Figure 3. Quantitative and qualitative alterations of mitochondrial respiration in isolated mitochondria.

(A) Schematic diagram of the relevant mitochondrial components involved in mitochondrial respiration and antioxidant defenses. represent the sequence and site of action of each substrate added to the respirometry assay. Bold italicized items are matrix components which may be partially lost during mitochondrial isolation. (B) Mitochondrial oxygen consumption with sequential substrate addition protocol in both preparations, expressed relative to permeabilized myofibers. Baseline – permeabilized myofibers or isolated mitochondria without substrate; GM – Glutamate-Malate; State 3 GM – GM + ADP; State 3 GMS – State 3 GM + Succinate; TMPD – State 3 GMS + Antimycin A (AA) + TMPD + Ascorbate. (C) Respiratory control ratio (RCR) for both preparations. (D) Mitochondrial respiration ratios calculated for both preparations, representing the relative activity of complexes I, II and IV. Abbreviations: I, II, III, IV, IV – electron transport chain complexes I to IV, and ATP synthase (V); NAD⁺ – nicotinamide adenine nucleotide; NADH – reduced NAD⁺; TCA – tricarboxilic acid cycle; MnSOD – manganese superoxide dismutase; GPx – glutathione peroxidase; TPx – thioredoxin peroxidase. N = 8 animals per group, values are means ± s.e.m. * = p<0.05 ** = p<0.01.

Figure 4. Altered stoichiometry of electron transport chain and ATP synthase complexes in isolated mitochondria.
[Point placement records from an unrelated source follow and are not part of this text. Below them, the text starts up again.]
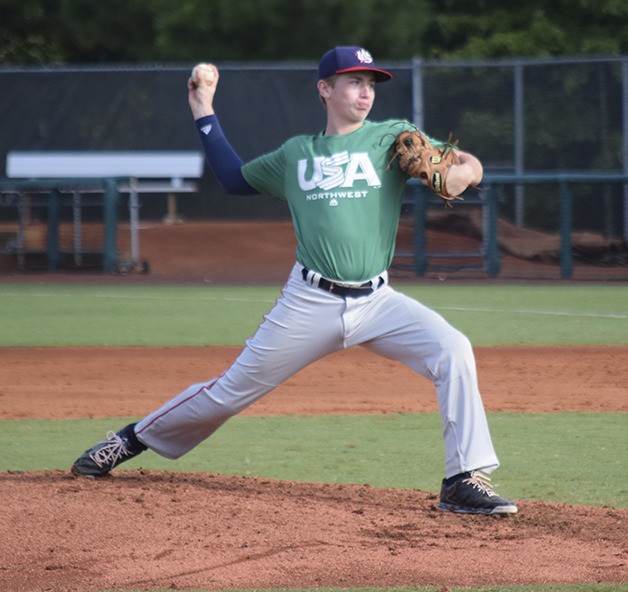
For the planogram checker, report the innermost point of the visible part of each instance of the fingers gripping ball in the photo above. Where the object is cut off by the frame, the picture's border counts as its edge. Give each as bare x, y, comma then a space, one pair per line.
420, 159
203, 75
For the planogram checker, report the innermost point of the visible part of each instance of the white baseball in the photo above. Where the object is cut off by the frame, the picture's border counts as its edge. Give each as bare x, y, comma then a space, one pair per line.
203, 74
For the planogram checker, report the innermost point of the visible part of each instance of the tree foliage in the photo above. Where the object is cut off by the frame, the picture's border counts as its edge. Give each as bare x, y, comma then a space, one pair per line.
81, 31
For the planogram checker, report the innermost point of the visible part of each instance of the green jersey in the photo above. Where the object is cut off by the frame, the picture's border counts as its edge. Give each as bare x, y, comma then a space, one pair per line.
344, 199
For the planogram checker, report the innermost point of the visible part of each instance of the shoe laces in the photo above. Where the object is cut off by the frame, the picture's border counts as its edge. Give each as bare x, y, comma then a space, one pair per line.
110, 451
481, 482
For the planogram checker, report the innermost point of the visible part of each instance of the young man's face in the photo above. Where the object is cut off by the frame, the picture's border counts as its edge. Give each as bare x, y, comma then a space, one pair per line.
351, 96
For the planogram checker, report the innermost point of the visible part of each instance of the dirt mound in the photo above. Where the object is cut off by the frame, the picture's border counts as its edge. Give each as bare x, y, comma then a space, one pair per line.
140, 530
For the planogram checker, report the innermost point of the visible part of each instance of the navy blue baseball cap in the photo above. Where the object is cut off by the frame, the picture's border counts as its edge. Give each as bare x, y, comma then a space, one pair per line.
350, 59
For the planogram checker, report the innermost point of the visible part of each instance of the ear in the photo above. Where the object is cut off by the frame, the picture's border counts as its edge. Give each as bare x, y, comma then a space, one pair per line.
324, 88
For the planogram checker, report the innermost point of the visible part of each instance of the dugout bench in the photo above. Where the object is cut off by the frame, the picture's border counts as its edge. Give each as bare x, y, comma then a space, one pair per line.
82, 179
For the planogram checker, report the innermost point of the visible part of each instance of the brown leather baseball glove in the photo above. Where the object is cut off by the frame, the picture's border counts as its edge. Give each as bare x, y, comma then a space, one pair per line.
419, 158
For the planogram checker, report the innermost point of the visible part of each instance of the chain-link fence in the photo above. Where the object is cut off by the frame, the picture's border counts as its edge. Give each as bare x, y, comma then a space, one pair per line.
518, 116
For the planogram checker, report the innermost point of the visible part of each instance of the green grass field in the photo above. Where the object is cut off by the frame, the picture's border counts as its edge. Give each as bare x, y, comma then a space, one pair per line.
568, 457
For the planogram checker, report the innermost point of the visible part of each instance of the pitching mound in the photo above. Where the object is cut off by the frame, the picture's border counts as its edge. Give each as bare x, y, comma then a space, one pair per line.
143, 530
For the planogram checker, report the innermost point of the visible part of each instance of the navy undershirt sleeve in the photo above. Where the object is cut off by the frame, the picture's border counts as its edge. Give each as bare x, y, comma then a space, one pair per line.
222, 158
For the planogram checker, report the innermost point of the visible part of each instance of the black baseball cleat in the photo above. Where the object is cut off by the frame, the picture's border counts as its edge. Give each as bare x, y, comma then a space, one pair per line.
472, 494
104, 456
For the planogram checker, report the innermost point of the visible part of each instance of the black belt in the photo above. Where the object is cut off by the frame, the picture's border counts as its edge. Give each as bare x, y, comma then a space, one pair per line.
339, 290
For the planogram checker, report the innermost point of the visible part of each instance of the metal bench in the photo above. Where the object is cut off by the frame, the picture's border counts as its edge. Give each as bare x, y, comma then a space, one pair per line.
78, 173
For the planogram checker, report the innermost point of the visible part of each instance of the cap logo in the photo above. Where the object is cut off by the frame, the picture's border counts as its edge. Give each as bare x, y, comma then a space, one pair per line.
364, 56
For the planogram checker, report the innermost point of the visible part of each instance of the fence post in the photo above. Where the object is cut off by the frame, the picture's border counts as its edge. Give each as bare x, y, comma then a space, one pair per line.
566, 263
110, 197
492, 263
54, 206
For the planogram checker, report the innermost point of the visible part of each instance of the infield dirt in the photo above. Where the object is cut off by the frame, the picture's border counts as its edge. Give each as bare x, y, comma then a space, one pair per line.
145, 530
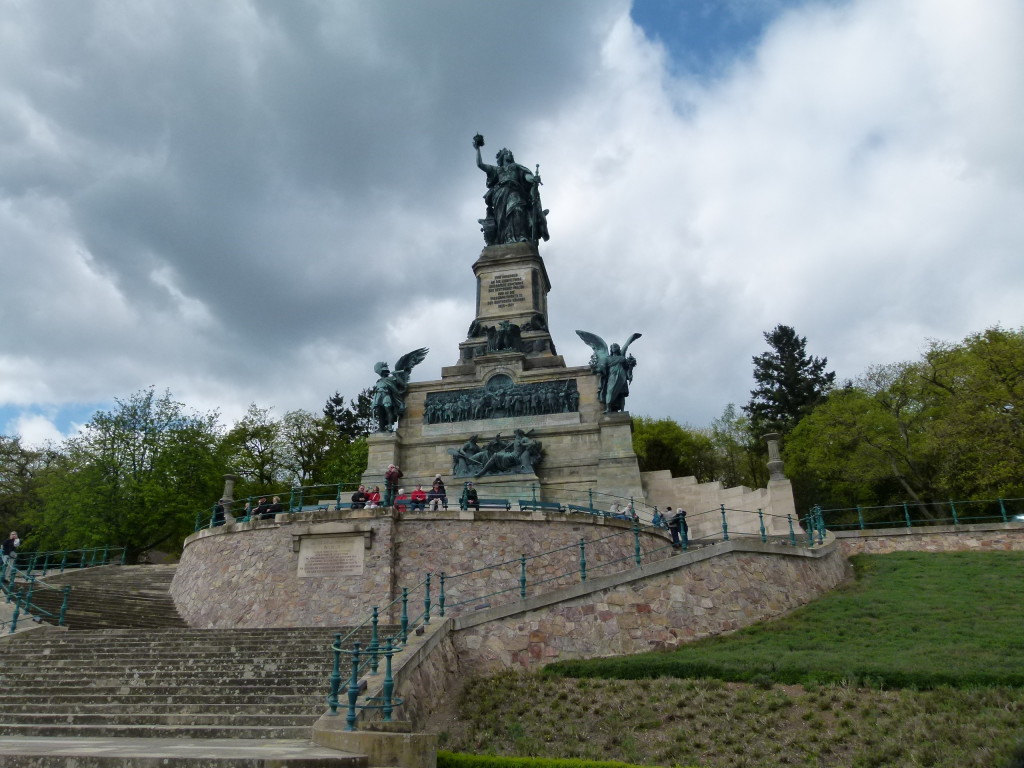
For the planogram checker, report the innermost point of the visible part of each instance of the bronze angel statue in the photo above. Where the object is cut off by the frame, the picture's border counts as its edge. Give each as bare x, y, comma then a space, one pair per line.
613, 368
388, 402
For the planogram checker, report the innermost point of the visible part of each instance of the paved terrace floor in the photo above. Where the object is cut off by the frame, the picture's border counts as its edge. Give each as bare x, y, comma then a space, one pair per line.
283, 751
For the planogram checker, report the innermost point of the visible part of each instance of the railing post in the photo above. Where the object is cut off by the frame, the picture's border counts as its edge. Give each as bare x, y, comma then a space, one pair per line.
636, 542
353, 689
64, 605
404, 614
440, 597
375, 645
32, 587
426, 602
388, 687
17, 610
332, 697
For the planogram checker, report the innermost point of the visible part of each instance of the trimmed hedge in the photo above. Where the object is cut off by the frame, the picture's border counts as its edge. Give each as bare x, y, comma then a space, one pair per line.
461, 760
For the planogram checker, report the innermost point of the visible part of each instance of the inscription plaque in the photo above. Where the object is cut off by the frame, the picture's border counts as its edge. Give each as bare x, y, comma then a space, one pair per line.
506, 292
331, 555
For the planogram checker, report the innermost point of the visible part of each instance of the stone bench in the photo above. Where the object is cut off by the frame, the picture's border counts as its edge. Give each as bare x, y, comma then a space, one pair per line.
525, 504
503, 504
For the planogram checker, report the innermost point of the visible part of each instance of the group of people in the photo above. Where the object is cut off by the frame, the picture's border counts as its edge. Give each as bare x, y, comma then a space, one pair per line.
418, 501
676, 522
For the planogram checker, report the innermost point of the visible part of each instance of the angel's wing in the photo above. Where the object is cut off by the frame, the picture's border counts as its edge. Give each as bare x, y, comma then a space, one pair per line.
411, 359
595, 342
630, 340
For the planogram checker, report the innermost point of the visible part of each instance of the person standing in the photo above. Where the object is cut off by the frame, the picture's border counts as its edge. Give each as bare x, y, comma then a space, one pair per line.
10, 544
391, 477
674, 526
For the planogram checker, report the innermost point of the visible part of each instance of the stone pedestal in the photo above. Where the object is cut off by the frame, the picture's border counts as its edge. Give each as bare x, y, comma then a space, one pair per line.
617, 469
384, 450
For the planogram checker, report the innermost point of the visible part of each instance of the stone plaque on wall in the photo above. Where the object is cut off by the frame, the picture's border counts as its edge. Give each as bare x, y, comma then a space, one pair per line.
331, 555
506, 293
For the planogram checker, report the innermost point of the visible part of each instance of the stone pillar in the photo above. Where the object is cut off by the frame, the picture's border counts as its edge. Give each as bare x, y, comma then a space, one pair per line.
227, 498
774, 459
780, 501
385, 448
617, 470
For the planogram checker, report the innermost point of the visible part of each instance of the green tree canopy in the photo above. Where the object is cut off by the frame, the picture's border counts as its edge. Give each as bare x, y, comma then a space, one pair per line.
135, 476
662, 443
948, 426
790, 383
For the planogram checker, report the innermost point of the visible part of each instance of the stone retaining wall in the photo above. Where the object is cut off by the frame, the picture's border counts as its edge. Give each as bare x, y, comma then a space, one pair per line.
247, 574
718, 589
978, 538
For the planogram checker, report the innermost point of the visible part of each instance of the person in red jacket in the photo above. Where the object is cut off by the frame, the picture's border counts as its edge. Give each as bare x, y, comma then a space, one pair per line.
419, 499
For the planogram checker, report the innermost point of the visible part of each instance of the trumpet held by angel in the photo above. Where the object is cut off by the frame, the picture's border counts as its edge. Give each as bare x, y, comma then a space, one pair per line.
613, 368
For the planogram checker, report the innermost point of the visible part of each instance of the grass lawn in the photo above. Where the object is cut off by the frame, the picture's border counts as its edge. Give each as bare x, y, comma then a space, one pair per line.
910, 620
919, 663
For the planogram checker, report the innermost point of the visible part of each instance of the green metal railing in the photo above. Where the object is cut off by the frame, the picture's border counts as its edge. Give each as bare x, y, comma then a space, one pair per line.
20, 595
923, 514
578, 561
60, 560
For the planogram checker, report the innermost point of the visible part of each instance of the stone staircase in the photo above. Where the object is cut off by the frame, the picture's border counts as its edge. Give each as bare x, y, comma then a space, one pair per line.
113, 597
228, 698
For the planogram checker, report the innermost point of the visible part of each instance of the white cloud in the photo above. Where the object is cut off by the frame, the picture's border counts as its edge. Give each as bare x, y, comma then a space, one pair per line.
255, 202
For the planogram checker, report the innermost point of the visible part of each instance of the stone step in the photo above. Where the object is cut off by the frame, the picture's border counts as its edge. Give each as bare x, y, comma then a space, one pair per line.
175, 719
145, 706
250, 692
156, 731
171, 753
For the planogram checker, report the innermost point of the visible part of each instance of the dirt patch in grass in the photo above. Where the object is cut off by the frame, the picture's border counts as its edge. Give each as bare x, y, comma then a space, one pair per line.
711, 723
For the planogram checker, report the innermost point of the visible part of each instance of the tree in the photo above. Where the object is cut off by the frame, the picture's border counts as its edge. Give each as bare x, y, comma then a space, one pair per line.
255, 452
18, 480
307, 441
788, 383
739, 459
662, 443
135, 476
354, 420
945, 427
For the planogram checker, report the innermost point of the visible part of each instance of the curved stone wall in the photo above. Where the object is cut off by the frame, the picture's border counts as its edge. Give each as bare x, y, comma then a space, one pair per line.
248, 574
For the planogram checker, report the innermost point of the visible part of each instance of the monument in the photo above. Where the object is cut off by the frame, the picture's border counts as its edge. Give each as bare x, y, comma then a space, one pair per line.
509, 414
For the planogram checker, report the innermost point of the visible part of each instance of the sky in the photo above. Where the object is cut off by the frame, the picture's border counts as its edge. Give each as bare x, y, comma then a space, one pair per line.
254, 201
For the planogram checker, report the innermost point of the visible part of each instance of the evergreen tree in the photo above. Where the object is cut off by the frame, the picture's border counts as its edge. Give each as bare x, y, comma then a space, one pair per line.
788, 383
354, 420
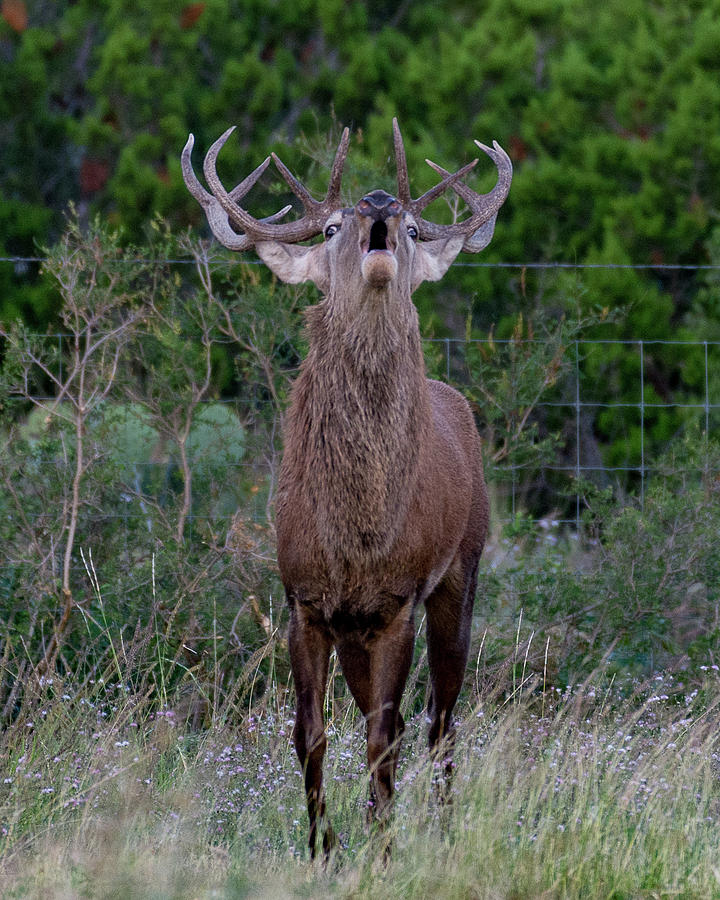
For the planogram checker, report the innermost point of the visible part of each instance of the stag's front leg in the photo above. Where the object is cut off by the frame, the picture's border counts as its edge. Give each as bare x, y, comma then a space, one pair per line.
390, 655
309, 646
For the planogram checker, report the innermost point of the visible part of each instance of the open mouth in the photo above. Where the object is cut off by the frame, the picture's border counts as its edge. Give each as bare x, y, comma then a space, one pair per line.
379, 239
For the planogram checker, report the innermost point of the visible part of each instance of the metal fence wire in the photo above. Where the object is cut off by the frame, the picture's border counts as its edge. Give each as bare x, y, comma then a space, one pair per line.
610, 436
612, 415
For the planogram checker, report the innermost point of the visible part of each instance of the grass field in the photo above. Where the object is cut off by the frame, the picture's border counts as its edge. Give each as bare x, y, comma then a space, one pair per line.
589, 792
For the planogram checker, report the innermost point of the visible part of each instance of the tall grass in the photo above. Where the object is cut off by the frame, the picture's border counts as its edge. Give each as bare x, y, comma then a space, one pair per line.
592, 791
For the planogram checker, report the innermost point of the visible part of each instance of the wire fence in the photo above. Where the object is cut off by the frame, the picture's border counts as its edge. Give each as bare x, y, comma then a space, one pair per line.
613, 434
612, 418
613, 415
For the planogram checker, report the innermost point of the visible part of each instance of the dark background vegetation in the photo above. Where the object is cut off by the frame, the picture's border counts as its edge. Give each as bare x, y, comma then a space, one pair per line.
145, 372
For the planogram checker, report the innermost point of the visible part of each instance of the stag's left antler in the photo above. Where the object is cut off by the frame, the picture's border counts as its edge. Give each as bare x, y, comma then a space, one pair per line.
479, 226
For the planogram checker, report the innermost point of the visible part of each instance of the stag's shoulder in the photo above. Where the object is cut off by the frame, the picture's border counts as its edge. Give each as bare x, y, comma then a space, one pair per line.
443, 396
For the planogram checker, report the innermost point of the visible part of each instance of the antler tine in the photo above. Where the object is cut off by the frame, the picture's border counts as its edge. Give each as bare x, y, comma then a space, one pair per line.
401, 165
418, 205
479, 226
216, 216
333, 192
256, 230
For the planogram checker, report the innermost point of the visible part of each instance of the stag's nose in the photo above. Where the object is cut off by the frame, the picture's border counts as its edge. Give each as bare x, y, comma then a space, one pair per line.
379, 206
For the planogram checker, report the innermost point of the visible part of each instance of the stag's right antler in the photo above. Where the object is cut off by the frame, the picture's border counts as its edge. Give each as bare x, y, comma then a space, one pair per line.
222, 207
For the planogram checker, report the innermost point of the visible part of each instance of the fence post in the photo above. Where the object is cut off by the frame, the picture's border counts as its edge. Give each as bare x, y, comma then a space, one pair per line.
642, 425
577, 437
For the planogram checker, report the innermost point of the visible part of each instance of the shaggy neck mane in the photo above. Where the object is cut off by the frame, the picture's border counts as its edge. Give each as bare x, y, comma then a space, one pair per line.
361, 405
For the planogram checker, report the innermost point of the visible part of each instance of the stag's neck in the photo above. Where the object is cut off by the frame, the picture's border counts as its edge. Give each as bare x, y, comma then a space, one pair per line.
361, 408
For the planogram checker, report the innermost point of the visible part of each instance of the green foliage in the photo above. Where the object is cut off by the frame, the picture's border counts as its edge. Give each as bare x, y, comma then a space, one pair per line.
640, 594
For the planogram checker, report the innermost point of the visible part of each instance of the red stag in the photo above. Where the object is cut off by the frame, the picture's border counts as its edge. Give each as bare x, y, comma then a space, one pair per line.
381, 502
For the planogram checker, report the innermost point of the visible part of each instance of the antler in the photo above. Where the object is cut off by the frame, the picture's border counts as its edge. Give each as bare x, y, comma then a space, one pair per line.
222, 207
479, 226
217, 218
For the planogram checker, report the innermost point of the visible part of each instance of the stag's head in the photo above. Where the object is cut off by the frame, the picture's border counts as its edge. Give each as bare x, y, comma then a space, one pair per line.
382, 242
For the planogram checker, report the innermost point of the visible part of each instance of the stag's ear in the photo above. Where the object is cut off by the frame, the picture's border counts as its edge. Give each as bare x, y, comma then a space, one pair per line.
293, 263
433, 258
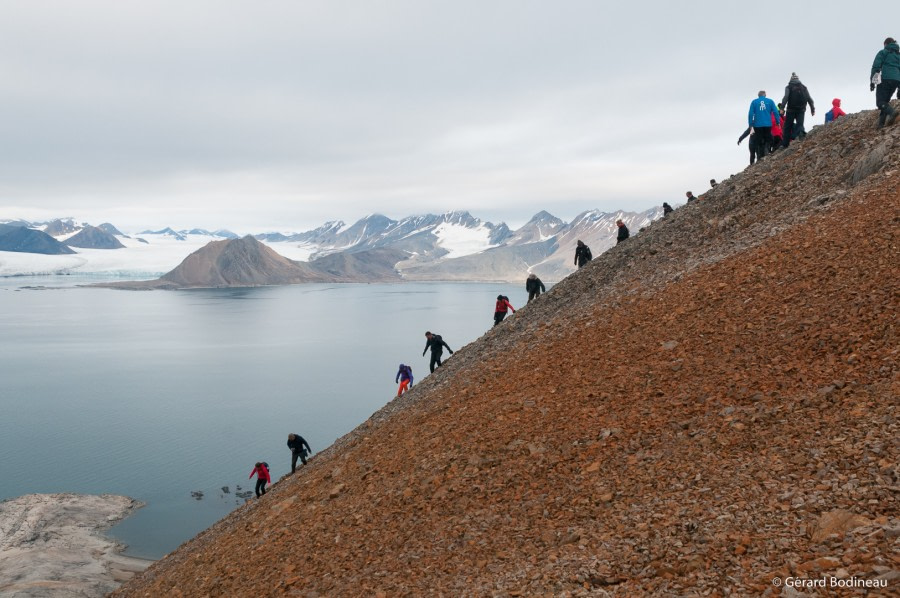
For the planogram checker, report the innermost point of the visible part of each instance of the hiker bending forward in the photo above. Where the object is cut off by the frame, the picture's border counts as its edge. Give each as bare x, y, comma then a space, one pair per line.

(A) Quantification of Western blots probed for the relative abundance of representative subunits of each of the four mitochondrial electron transport chain complexes (I–IV) and the ATP synthase (V). Mean optical density values are expressed relative to complex I within a given preparation. (B) Representative Western blots from whole muscle and purified isolated mitochondria. N = 8 animals per group, values are means ± s.e.m. * = p<0.05 ** = p<0.01.

Figure 5. Increased mitochondrial reactive oxygen species production in isolated mitochondria.

(A) H₂O₂ release by mitochondria of both preparations during different activation states, normalized to mitochondrial content (COX activity) and expressed relative to permeabilized myofibers values. (B) H₂O₂ release by mitochondria, normalized to oxygen consumption and expressed relative to permeabilized myofibers values. (C) Effect of adding antimycin A (AA) on maximal H₂O₂ production per O₂ flux (JO₂). (D) Effect of adding increasing amount of ADP on H₂O₂ production. N = 8 animals per group, values are means ± s.e.m. * = p<0.05 ** = p<0.01.

Figure 6. Summary of the functional impact of mitochondrial isolation.

Average values in isolated mitochondria are expressed relative to values in permeabilized myofibers. Shown are values under state 2 respiration with glutamate-malate (GM) and normalized for mitochondrial content estimated with COX activity. Relative to permeabilized myofibers, isolated mitochondria exhibit marked sensitivity to mPTP opening, expressed as the inverse of time required for mPTP opening upon Ca²⁺ challenge. Oxygen consumption under state 2 respiration normalized for mitochondrial content is significantly lower in isolated mitochondria than in permeabilized myofibers. Finally, reactive oxygen species production (measured as H2O2 release) normalized to O2 flux is higher than in permeabilized myofibers.